2002: Dr Evil embraces hip-hop
Dr Evil's intervention here typified postmodern
culture: ironic, knowing, quoting from a source that was already quoting from
another source and – perhaps this the main point – thereby cannily making a
packet for a film franchise that, if one can be serious for a second, really
didn't warrant a third outing. Such "bricolage", as Lyotard
would put it (ie assembling artefacts from bits and pieces of other things from
unexpected eras and sources), was key to the hip-hop culture Myers pastiched.
And hip-hop culture, which is postmodernism's ironically adopted child, is
everywhere – clothes, graffiti, poetry, dance, your iPod, my iPod, everybody's
iPod. Everywhere apart from on Classic FM, because Classic FM doesn't roll that
way.
Then things got ugly. Postmodern ugly. Producers
fired off angry texts to consumers asserting their intellectual capital rights.
Consumers jokily texted back a link to an online version of Roland Barthes's seminal essay The Death of the Author.

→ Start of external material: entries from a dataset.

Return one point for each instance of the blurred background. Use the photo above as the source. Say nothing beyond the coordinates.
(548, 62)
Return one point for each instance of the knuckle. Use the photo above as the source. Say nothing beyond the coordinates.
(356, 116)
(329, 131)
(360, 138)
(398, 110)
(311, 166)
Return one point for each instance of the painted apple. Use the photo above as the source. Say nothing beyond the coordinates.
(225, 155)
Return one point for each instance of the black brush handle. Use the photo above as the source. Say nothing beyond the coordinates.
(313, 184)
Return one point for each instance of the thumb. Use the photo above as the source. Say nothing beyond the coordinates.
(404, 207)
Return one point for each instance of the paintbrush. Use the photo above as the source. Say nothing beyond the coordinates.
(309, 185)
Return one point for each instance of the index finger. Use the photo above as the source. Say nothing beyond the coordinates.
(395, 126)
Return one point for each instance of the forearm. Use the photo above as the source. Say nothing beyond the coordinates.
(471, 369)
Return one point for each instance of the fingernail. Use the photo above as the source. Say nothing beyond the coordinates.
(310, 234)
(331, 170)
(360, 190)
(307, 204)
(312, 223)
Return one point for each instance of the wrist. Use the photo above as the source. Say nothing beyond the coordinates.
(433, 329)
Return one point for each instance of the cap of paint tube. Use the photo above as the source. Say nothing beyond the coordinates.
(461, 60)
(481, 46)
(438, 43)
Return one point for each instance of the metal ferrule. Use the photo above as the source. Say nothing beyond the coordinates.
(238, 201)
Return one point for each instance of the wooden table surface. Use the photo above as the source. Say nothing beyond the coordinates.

Producers then put down their BlackBerrys and reached for their lawyers. For
instance, last year EMI issued a copyright claim
insisting that YouTube take down the video of Newport State of Mind, the marvellous pastiche
of Jay-Z and Alicia Keys's insufferably bombastic expression of civic
pride, New York State of Mind. Late capitalism didn't really like the way
postmodernism was heading, and postmodernism stopped sending late capitalism
Christmas cards.
2011: Pop-up culture goes mainstream
Last week in Covent Garden, I saw a sign in a
shop window. "Coming soon, a pop-up store." Goody, I thought with
affectless postmodern irony, more pop-up stuff. But hold on. Wasn't the whole
point of pop-up things (theatres, shops and, in olden times, books) that you
didn't have to wait for them to pop up? They popped up sharpish then
pushed off? Was this sign postmodern irony? Or, what usually happens, publicity
for a dismal late capitalist enterprise appropriating a funky-sounding idea a
year after it was fashionable and annulling its raison d'etre in the glum way
so common in recent postmodernism culture? It must have been the latter.
The future
What next? David Byrne argues in the V&A
catalogue that in postmodernism's heyday "anything could be mixed and
matched – or mashed up, as is said today – and anything was fair game for
inspiration. That, to me, seemed as it should be. A taste of freedom. At least
that's the way I took it, though one could see another rulebook being written
even as we tried to say: 'No more damned rulebooks!' Before long, there
was, according to some, a postmodern rule book. Time to
move on." No doubt. But what could post-postmodernism mean?